In this case, a pod creation will be allowed if: 1. Pod has no priority class and created in any namespace. 2. Pod has priority class other than cluster-services and created in any namespace. 3. Pod has priority class cluster-services and created in kube-system namespace, and passed resource quota check.

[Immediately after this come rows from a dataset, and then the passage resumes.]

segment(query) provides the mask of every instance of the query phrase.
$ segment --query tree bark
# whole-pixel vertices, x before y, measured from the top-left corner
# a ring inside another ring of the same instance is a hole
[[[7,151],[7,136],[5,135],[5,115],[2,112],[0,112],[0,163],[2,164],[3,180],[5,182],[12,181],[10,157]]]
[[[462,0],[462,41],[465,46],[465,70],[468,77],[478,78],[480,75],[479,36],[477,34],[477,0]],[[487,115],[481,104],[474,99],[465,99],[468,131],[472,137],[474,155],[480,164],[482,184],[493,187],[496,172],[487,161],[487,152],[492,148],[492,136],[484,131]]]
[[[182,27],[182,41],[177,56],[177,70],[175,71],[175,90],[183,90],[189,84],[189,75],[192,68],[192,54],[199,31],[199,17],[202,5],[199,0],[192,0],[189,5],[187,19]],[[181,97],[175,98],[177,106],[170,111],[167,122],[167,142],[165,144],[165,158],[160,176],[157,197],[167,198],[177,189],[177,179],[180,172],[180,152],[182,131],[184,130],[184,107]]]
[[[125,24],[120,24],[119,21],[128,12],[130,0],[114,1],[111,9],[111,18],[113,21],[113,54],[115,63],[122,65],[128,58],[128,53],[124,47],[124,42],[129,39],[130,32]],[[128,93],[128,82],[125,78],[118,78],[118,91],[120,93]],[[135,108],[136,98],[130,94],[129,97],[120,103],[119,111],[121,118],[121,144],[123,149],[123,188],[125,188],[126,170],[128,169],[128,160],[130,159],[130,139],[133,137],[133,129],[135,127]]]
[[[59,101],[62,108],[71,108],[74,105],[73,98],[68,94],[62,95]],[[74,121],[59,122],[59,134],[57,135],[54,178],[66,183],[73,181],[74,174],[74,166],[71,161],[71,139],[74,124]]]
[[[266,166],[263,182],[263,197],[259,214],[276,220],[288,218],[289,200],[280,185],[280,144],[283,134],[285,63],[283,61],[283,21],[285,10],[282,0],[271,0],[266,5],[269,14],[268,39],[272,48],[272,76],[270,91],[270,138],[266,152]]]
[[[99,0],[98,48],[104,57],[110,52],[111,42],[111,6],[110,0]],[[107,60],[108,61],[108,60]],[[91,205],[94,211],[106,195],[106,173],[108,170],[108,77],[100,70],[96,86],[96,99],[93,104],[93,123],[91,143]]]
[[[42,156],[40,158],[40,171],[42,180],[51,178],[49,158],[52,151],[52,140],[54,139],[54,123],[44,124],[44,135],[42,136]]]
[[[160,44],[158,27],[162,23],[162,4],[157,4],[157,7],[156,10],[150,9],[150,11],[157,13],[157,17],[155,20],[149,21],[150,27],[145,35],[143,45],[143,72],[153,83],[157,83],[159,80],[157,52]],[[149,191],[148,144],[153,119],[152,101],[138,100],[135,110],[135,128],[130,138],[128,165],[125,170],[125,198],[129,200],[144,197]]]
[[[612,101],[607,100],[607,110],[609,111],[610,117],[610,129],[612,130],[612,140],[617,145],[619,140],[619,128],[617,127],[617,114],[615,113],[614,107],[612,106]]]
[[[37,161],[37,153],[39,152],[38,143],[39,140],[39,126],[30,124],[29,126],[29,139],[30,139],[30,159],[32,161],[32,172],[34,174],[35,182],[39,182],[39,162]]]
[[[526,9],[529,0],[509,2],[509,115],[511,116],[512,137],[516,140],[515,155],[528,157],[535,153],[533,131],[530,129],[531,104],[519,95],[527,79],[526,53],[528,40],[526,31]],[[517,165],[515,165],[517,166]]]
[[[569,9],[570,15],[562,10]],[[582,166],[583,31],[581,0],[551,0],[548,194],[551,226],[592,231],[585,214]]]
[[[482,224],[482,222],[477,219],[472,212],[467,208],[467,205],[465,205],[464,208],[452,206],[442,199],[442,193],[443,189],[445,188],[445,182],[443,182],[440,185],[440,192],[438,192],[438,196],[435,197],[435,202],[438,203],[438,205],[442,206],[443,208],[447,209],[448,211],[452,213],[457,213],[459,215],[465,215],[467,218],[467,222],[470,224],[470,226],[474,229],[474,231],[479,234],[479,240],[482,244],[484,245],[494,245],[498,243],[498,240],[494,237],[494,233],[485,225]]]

Pod creation will be rejected if pod has priority class cluster-services and created in namespace other than kube-system

Sample User Story 2

As a cluster admin, I want a specific resource quota apply to any pod which has priority been set

To enforce above policy: 1. Create admission controller configuration:

apiVersion: apiserver.k8s.io/v1alpha1
kind: AdmissionConfiguration
plugins:
- name: "ResourceQuota"
  configuration:
    apiVersion: resourcequota.admission.k8s.io/v1alpha1
    kind: Configuration
    limitedResources:
    - resource: pods
      matchScopes:
      - operator : Exists
        scopeName: PriorityClass
  1. Create resource quota to match all pods where there is priority set
$ cat ./quota.yml
- apiVersion: v1
  kind: ResourceQuota
  metadata:
    name: pods-cluster-services
  spec:
    hard:
      pods: "10"
    scopeSelector:
      matchExpressions:
      - operator : In
        scopeName: PriorityClass
        values: ["cluster-services"]

$ kubectl create -f ./quota.yml -n kube-system`